How are these people to understand “no greater love hath any man than to give his life for his friends”? Friends? Really? Hell, most of them wouldn’t forbear to hit on their friends’ girlfriends, or their spouses. They’ll take a sensitive job with a Presidential administration, pocket the six figure salary for three or four years, then resign and take a book deal for seven figures so that they can trash their old bosses in the most public way possible.
So many of us write about the meaning and meaninglessness of life as if it were a great and terrible question–and it should be a great and terrible question.
But what I see around me are people for whom life “means” never thinking beyond next week, never caring for anything but personal comfort, never even recognizing the nature of reality, because reality is not safe and never will be. Reality is not happy.

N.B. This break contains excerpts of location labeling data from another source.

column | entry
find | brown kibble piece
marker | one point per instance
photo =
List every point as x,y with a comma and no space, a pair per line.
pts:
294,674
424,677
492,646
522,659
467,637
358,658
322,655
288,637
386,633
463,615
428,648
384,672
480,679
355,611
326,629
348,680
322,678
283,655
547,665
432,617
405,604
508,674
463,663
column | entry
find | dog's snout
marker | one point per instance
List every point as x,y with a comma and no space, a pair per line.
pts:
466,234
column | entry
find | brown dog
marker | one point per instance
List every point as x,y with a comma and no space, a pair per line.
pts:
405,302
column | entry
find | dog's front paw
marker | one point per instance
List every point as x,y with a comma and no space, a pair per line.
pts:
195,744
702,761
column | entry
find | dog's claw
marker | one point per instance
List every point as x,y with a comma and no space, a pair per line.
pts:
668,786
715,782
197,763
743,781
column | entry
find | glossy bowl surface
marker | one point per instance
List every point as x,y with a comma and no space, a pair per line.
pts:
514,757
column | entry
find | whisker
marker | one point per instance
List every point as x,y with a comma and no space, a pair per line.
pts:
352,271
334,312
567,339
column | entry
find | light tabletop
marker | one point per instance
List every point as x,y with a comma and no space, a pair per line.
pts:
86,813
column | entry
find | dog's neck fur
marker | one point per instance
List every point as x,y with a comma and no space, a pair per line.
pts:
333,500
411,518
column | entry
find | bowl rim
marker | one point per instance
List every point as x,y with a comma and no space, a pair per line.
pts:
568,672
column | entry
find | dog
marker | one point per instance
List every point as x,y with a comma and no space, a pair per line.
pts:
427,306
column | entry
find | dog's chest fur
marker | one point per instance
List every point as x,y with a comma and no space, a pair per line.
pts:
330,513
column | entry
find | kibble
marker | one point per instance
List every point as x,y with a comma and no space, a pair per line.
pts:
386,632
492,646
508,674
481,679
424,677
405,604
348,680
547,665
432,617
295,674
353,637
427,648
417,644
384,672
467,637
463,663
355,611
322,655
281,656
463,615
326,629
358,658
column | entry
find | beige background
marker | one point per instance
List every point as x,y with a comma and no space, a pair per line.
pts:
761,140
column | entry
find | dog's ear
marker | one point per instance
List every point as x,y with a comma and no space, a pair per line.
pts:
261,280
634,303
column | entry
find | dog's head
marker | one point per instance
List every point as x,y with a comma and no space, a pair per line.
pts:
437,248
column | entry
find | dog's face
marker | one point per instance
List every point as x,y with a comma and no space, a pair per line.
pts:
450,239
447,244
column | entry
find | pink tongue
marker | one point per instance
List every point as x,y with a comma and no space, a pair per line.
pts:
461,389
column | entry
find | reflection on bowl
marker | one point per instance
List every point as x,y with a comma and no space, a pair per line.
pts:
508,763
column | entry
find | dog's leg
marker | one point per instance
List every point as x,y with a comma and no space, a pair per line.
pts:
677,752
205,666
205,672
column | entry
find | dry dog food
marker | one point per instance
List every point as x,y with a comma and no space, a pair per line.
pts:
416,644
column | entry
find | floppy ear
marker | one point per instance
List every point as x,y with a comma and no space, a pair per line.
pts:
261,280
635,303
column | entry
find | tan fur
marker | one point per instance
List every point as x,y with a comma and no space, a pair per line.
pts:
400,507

I think a civilization can survive decadance if it knows that what it is doing is decadent. I think it can survive social upheavals and the welfare state. Read Augustine’s Civitas Dei: the Rome that fell around his ears was soft and corrupt and chaotic, but it knew that some things are worth dying for, some things are worth the pain, and nothing about living a human life ever is or will be or can be “safe.”
I think civilization can survive Nero.
I don’t know if it can survive this.